We gather today, as did the people in the gospel; they came from afar to be with Jesus in the wilderness. Today this representative group of us from Clara Parish in Kilkenny, gather to celebrate the Eucharist, as we mark the 150th anniversary of the parish church.
The people heard that Jesus had withdrawn to a lonely place. They left the towns and went after him on foot. The people seek Jesus! He responds to them; he responds to them with compassion. Compassion is the one quality more than any other that Jesus expressed in his life. In the compassion of Jesus, God shows us his face. As Pope Benedict XVI puts it in Verbum Domini, “now the word is not simply audible, not only does it have a voice, now the word has a face, one which we can see: that of Jesus of Nazareth” (n. 12). In Jesus God stands with those who suffer, and is attentive to those who feel empty, discouraged or desolate. Real compassion demands the putting aside of our own desires in order to embrace the suffering of another with genuine kindness, mercy and selflessness. Real compassion demands that we see the other with their eyes, that we see the world from their perspective. In truth, compassion is a putting of the other before ourselves. For Jesus, compassion is the root and ground of love. So today’s gospel begins in compassion.
After the response of Jesus to the crowds, comes the response of the disciples. Their reaction to the crowd is in contrast to Jesus’ reaction: their reaction is negative: “Send them away!” … “All we have with us is five loaves and two fish” —a statement of desperation.
Jesus has a different perspective to the disciples: they see the problem and have a very pragmatic solution. The disciples’ solution is determined by anxiety, rooted in what they can bring about. Jesus’ solution, in contrast, is determined by trust and hope, rooted in what God can do. He remembers what God did in the desert—when he brought his people out of slavery in Egypt. He trusts that God will do this again. The providential love of God is clearly revealed in the life and destiny of Jesus himself: as St Paul puts it in today’s Second Reading nothing “can come between us and the love of God made visible in Christ Jesus our Lord” (Rom 8:39).
It is in this perspective that Jesus challenges the disciples: “give them something to eat yourselves.” What a strange demand Jesus makes of the powerless disciples. However, he, like God, does not look at the world the way they do. The disciples see their limited resources as a problem; Jesus sees the limited resources as the foundation for what God will do. The disciples see the way forward in protecting their own food, their own resources, as it were; Jesus sees the way forward in giving them away. To part with our possessions takes a tremendous amount of trust—trust in God and trust in those who are in need. The way of Jesus is clear: we are called to discover compassion, to learn generosity, and to accept God’s way as the way for our lives.
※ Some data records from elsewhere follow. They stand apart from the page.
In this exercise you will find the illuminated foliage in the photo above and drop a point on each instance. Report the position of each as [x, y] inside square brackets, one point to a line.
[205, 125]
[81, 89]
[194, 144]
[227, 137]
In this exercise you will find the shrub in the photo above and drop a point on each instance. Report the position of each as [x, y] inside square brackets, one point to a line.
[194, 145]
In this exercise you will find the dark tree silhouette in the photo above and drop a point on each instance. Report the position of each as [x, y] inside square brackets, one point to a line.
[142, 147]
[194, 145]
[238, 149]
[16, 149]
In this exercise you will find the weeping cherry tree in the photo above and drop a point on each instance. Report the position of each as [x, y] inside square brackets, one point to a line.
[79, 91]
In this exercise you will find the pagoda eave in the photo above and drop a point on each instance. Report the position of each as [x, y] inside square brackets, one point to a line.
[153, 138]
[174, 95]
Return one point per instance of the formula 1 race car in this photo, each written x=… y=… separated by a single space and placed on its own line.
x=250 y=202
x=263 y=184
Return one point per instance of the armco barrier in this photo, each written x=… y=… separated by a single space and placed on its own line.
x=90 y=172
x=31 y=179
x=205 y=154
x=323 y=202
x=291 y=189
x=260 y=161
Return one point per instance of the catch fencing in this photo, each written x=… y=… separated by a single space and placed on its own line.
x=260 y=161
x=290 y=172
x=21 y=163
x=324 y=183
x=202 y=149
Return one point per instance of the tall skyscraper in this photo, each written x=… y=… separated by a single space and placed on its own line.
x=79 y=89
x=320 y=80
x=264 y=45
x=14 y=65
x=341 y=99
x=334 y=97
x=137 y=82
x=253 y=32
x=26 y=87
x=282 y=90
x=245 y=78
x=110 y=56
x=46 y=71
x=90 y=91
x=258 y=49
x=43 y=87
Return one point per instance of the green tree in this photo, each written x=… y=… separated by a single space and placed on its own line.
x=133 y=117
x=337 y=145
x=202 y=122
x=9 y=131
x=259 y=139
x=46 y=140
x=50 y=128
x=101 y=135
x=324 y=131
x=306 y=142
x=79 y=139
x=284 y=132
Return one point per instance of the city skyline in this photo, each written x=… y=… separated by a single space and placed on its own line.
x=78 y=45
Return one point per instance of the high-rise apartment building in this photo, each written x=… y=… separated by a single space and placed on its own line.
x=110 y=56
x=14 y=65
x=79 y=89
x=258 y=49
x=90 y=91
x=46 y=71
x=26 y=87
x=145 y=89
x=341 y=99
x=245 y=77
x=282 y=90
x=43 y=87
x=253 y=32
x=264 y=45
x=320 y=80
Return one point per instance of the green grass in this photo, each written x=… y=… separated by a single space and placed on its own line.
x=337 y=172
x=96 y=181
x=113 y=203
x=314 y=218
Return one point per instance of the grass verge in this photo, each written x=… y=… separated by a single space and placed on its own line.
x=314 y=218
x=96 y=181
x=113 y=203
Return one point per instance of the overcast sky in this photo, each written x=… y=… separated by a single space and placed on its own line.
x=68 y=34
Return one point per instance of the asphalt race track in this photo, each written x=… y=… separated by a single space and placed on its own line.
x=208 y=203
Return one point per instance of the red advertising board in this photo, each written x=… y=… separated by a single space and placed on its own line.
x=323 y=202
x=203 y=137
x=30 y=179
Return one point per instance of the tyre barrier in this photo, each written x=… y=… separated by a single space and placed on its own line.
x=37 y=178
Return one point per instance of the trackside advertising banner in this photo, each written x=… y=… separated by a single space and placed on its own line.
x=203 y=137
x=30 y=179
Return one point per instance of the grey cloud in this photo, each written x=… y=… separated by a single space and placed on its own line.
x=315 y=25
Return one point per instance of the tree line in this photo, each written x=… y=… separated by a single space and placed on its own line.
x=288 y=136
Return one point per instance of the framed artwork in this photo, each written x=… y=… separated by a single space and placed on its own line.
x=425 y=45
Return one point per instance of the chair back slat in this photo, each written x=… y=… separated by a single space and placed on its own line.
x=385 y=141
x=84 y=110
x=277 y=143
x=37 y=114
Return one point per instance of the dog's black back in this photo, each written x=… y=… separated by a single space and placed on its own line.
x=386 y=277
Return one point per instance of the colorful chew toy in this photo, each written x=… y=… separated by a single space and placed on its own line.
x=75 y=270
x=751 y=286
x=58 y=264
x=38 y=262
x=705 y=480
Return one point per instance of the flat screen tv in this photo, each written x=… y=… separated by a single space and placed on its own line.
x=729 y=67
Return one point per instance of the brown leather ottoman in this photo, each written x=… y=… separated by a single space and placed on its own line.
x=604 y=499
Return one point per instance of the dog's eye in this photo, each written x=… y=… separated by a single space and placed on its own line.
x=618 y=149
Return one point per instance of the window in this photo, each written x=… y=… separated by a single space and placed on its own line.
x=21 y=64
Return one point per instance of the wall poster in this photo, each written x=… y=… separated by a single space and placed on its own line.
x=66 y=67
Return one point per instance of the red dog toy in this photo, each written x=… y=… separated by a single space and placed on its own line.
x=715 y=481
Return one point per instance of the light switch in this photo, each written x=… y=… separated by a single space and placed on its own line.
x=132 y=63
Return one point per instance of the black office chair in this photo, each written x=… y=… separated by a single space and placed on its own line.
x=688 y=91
Parish is where the call of Christ takes flesh. It is where we experience the compassion of Christ in the compassion of our sisters and brothers. Parish is also where we learn compassion. It took considerable time for the disciples to realise God’s ways are different to our ways, and God’s thoughts are not our thoughts (see Isa 55:8). In today’s gospel, the disciples’ initial response is a world away from Jesus’. They are at the start of their journey with him. Like the disciples, we too travel with Jesus: he is God with us (Matt 1:23), and it will take time, perhaps all of our lives, to see the world from his perspective.
In celebrating 150 years of a parish church, we are really celebrating 150 years of the parish, because a church and a parish is a living community. Today we give thanks for the parish of Clara, for this community, and its people. In the end, a church and its people, is not about buildings from the past, “but rather the call to live like Christ, trusting God and showing concern for others. … It is about people who, generation after generation, reach out, and create a community of “worship, education, charity, and service…” In our rapidly changing world, “this will require creativity and conviction as we live our faith, not primarily by maintaining our structures and institutions, but above all, by being open to the possibility which the Spirit opens up to us” (see Pope Francis, Mass in Philadelphia, Sept 26, 2015).
We remember that this call comes to us in our poverty. The disciples had but five loaves and two fish. By the prayer of Jesus and the sharing of the disciples, these became food for the multitude. We entrust ourselves to the Lord, in our poverty. May he bless us, and open our hearts to reach out to the world in its needs.
- Bishop Dermot Farrell is Bishop of Ossory. This Mass was celebrated on Sunday 2 August.